- Bezanjerd-e Eslami Location within Iran
- Country: Iran
- Province: Razavi Khorasan
- County: Bakharz
- District: Central
- Rural District: Malin

Population (2016)
- • Total: 234
- Time zone: UTC+3:30 (IRST)

= Bezanjerd-e Eslami =

Village in Razavi Khorasan province, Iran

Bezanjerd-e Eslami (بزنجرداسلامي) (Note: Also romanized as Bezanjerd-e Eslāmī; also known as Bejangerd and Pezhangerd (پژنگرد)) is a village in Malin Rural District (Note: Formerly Bakharz Rural District) of the Central District of Bakharz County, Razavi Khorasan province, Iran.

==Demographics==
===Population===
At the time of the 2006 National Census, the village's population was 260 in 60 households, when it was in Bakharz Rural District (Note: Renamed Malin Rural District) of the former Bakharz District in Taybad County.
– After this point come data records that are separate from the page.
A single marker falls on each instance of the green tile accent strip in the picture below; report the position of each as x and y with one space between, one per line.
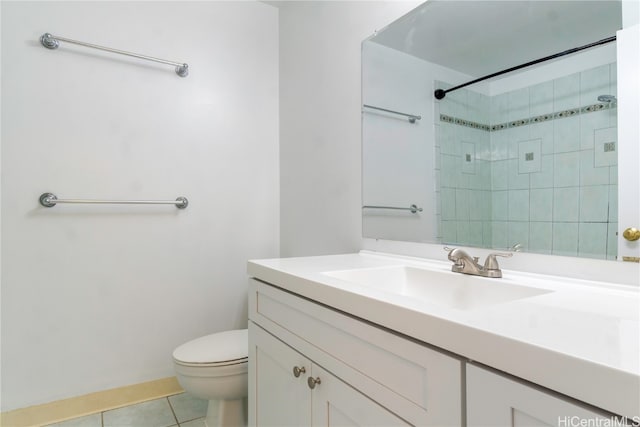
529 120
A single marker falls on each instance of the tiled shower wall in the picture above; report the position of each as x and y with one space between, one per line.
535 166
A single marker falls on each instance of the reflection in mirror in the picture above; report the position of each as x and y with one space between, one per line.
527 158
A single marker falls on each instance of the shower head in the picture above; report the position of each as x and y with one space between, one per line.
607 98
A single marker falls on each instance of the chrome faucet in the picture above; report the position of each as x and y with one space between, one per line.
464 263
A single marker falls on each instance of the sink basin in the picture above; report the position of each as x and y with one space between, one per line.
453 290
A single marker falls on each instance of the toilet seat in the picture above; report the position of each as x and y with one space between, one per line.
220 349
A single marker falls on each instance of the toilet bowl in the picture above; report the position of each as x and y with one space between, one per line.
214 368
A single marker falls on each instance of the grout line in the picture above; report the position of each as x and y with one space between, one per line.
93 403
173 411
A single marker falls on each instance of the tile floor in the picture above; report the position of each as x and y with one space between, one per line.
180 410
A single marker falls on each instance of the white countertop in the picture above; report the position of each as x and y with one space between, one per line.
581 340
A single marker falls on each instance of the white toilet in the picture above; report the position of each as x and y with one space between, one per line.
214 367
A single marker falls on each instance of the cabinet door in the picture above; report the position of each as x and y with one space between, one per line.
334 403
494 400
277 398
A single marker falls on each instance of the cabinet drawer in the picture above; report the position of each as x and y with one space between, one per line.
407 377
497 400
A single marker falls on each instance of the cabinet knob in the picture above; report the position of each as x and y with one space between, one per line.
297 371
631 234
313 381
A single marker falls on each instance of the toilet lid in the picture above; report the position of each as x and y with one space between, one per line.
228 346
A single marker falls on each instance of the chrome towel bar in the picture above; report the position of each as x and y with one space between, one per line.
52 42
49 200
411 117
412 208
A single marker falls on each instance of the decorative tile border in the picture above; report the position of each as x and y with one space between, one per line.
530 120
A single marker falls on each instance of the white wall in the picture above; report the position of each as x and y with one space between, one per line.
398 156
320 119
95 297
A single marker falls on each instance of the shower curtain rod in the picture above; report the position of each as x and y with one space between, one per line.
440 93
52 42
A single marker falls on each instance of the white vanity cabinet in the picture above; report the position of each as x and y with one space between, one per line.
496 400
367 375
308 396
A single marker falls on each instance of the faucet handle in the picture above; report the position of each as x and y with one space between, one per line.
491 263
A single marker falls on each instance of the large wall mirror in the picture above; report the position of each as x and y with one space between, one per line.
526 159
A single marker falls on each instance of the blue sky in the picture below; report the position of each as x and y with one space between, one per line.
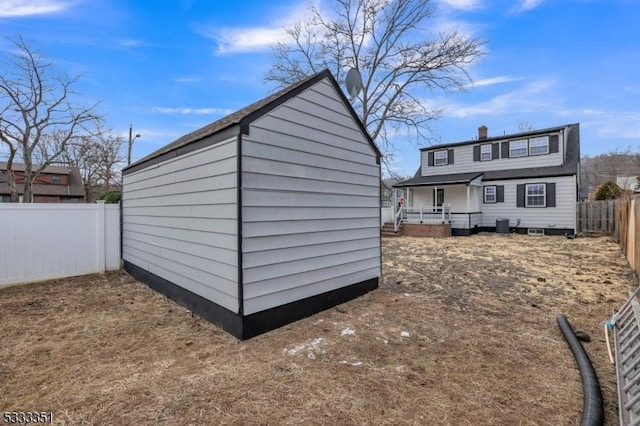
171 66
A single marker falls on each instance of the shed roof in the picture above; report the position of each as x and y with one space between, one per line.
243 117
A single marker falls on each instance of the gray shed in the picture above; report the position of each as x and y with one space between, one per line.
264 217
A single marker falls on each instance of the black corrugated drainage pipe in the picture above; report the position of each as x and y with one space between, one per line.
592 406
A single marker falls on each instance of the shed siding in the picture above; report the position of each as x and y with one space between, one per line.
310 202
464 161
180 221
561 216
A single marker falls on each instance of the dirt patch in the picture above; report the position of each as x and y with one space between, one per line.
462 331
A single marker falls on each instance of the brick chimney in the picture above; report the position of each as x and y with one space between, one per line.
482 132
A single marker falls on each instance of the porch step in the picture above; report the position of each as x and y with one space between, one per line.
387 230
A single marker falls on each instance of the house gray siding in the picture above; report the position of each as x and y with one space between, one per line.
562 216
180 221
305 165
464 162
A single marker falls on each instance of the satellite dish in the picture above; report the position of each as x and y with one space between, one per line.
354 83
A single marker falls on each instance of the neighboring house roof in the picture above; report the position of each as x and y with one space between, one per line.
74 189
54 170
569 168
245 116
499 138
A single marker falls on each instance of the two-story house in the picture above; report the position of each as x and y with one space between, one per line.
526 182
56 184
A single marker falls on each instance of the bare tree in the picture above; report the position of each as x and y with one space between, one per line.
99 158
34 104
400 62
609 166
110 160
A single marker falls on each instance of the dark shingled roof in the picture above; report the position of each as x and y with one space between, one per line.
569 168
499 138
74 189
249 113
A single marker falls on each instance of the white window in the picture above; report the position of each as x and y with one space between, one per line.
535 195
518 148
485 152
440 158
489 194
538 146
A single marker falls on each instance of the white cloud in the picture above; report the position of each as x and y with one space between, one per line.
19 8
187 79
462 4
493 80
256 38
532 97
189 111
239 40
607 124
131 43
527 5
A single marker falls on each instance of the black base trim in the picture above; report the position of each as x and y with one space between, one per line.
229 321
246 327
512 230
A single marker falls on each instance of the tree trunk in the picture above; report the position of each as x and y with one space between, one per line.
11 177
27 197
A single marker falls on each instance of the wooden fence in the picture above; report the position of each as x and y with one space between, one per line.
596 217
628 230
618 218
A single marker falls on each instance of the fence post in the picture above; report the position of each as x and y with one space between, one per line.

The following census in 2011 counted 243 people in 63 households, by which time the district had been separated from the county in the establishment of Bakharz County. The rural district was transferred to the new Central District and renamed Malin Rural District. The 2016 census measured the population of the village as 234 people in 62 households.